Member of Parliament for Chittagong-6
- In office 1973–1977
- Preceded by: Seats start
- Succeeded by: Zaheer Uddin Khan

Editor of The Azadi
- In office 1962–2003
- Preceded by: Abdul Khaleq
- Succeeded by: MA Malek

Personal details
- Born: 6 July 1922
- Died: 21 December 2003 (aged 81)
- Party: Bangladesh Awami League
- Relations: MA Malek (brother-in-law)

= Mohammad Khaled =

Bangladeshi politician (1922–2003)

Mohammad Khaled (6 July 1922 – 21 December 2003) was a Bangladeshi politician, academic and journalist who was a member of parliament for the Chittagong-6 constituency. He was awarded the Swadhinata Puraskar by the government of Bangladesh in 2019 for his contribution to the war of liberation.

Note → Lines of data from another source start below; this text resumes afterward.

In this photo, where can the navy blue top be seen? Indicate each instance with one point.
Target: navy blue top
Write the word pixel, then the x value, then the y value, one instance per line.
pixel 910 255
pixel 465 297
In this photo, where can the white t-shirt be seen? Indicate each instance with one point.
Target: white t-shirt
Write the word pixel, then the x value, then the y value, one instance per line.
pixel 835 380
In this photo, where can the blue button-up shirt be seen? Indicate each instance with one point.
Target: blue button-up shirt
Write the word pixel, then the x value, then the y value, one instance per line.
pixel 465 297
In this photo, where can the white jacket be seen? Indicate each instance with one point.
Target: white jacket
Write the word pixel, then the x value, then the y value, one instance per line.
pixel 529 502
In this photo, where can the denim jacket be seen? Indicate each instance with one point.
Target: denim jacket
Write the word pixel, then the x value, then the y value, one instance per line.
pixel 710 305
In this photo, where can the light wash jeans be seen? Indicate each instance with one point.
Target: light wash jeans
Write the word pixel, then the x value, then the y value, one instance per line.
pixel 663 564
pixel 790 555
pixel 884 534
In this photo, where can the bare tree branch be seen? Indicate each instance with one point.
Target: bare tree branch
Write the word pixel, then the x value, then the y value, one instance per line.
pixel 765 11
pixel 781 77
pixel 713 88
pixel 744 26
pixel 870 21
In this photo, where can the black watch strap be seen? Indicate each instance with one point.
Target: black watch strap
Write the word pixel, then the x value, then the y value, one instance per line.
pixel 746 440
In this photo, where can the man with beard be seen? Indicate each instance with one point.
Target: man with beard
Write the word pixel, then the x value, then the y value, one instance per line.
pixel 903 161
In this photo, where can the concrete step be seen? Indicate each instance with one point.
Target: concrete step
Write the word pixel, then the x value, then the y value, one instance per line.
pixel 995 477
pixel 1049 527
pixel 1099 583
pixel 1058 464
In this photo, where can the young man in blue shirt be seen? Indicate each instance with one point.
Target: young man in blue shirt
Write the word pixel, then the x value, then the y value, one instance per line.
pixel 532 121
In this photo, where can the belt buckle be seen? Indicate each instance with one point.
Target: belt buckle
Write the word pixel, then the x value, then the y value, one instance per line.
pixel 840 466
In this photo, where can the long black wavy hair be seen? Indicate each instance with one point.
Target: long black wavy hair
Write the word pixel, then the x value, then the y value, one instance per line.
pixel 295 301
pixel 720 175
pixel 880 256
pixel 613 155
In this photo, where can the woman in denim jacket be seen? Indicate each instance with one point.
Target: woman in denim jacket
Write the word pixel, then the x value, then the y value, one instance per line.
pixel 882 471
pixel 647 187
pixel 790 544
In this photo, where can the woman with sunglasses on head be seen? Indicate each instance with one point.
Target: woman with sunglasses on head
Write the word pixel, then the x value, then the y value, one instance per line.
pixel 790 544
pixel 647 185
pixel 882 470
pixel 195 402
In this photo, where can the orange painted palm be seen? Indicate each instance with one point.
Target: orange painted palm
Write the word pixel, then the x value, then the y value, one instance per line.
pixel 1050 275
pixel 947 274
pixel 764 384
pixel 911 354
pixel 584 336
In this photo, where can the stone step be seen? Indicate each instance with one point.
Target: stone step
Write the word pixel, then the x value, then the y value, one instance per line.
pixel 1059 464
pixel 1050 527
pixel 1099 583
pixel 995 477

== Birth and early life ==
Mohammad Khaled was born on 6 July 1922 in Patna, the capital of the then British Indian state of Bihar, to Abdul Hadi Chowdhury. His ancestral home is Daroga Bari in Sultanpur village of Raozan in Chittagong. He completed his higher secondary and bachelor's degree from Chittagong College in 1942 and obtained his MA degree in the history of Islam from Calcutta University.

== Political and career ==
Mohammad Khaled was the editor of The Azadi from 1962 to 2003. He joined the anti-British movement in 1944 while studying at Calcutta University. He joined the Awami Muslim League in 1949. He played an active role in the education movement of 1962, the six-point movement of 1966 and the mass movement of 1969.

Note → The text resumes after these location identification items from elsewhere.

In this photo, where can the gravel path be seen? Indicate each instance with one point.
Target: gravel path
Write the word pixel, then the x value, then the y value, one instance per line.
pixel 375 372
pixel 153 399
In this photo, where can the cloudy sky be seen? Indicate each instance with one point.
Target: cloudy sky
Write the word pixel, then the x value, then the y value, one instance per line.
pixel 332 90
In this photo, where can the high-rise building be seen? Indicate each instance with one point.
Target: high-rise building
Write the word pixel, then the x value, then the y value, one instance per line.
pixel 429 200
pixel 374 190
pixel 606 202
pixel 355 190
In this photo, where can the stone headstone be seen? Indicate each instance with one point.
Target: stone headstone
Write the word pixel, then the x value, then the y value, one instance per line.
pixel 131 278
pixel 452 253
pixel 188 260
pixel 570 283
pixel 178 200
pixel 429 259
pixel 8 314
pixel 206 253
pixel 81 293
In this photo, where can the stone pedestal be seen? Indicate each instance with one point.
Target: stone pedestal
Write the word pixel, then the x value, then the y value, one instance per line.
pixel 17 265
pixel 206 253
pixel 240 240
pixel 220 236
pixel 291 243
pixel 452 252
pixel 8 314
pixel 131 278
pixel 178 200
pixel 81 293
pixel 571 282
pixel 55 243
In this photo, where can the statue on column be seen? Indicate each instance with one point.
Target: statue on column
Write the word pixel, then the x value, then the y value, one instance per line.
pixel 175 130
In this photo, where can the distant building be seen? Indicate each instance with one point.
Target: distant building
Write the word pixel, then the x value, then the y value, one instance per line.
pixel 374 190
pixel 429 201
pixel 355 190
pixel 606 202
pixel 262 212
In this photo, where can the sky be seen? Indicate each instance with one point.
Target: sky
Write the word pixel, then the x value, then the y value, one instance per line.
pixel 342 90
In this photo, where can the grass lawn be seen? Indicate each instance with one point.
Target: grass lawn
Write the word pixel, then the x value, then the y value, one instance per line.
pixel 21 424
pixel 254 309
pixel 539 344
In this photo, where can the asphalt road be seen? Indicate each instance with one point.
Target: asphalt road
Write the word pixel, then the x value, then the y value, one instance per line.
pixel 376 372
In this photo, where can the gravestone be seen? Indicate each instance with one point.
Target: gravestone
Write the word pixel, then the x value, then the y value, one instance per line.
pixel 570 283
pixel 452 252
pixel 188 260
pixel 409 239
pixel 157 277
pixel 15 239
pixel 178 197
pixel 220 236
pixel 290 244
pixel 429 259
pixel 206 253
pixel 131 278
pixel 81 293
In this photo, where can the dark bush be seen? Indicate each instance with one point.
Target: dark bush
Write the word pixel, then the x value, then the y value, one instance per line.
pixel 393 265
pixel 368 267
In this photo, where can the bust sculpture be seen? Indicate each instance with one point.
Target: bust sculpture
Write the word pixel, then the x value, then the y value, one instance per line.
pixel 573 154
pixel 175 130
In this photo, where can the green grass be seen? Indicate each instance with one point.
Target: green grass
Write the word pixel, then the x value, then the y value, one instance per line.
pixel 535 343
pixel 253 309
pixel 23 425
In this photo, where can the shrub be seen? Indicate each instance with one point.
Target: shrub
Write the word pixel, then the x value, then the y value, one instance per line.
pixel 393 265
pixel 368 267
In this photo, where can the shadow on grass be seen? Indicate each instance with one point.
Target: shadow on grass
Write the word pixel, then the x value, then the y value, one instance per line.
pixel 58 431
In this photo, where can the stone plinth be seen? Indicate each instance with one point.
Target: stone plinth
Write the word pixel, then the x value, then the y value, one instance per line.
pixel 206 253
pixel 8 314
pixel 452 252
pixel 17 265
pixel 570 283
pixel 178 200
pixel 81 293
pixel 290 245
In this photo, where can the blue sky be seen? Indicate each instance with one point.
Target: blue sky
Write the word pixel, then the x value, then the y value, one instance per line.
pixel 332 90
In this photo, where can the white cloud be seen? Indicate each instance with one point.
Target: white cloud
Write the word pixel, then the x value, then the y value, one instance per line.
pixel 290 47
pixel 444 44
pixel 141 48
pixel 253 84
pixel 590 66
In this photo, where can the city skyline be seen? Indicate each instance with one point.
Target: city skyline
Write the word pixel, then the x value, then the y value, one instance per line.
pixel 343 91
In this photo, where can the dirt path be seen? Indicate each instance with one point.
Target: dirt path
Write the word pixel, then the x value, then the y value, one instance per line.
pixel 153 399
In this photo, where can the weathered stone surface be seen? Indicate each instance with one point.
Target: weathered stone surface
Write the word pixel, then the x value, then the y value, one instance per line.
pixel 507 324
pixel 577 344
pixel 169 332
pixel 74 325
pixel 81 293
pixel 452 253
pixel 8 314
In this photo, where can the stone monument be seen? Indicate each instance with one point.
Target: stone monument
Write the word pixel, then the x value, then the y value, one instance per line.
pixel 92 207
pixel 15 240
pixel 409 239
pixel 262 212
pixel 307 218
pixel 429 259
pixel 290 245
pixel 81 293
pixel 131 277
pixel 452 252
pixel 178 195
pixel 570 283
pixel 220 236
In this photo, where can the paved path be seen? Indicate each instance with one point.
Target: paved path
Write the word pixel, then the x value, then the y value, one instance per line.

In the election of the then Pakistan National Assembly in 1970, he was elected as a member of the National Assembly by defeating the speaker of the National Assembly, Fazlul Quader Chowdhury, from Raozan-Hathazari parliamentary seat by a huge margin. During the War of Liberation in 1971, he was a member of the editorial board of Joy Bangla published as the mouthpiece of the Mujibnagar government. In 1972, he became a member of the 32-member Bangladesh Constitution Committee and contributed to the drafting of the constitution.

He was elected to parliament from Chittagong-6 as a Bangladesh Awami League candidate in 1973. When Bakshal was formed in 1975, he was appointed governor of Chittagong North District.

== Death ==
Mohammad Khaled died on 21 December 2003 in Chittagong.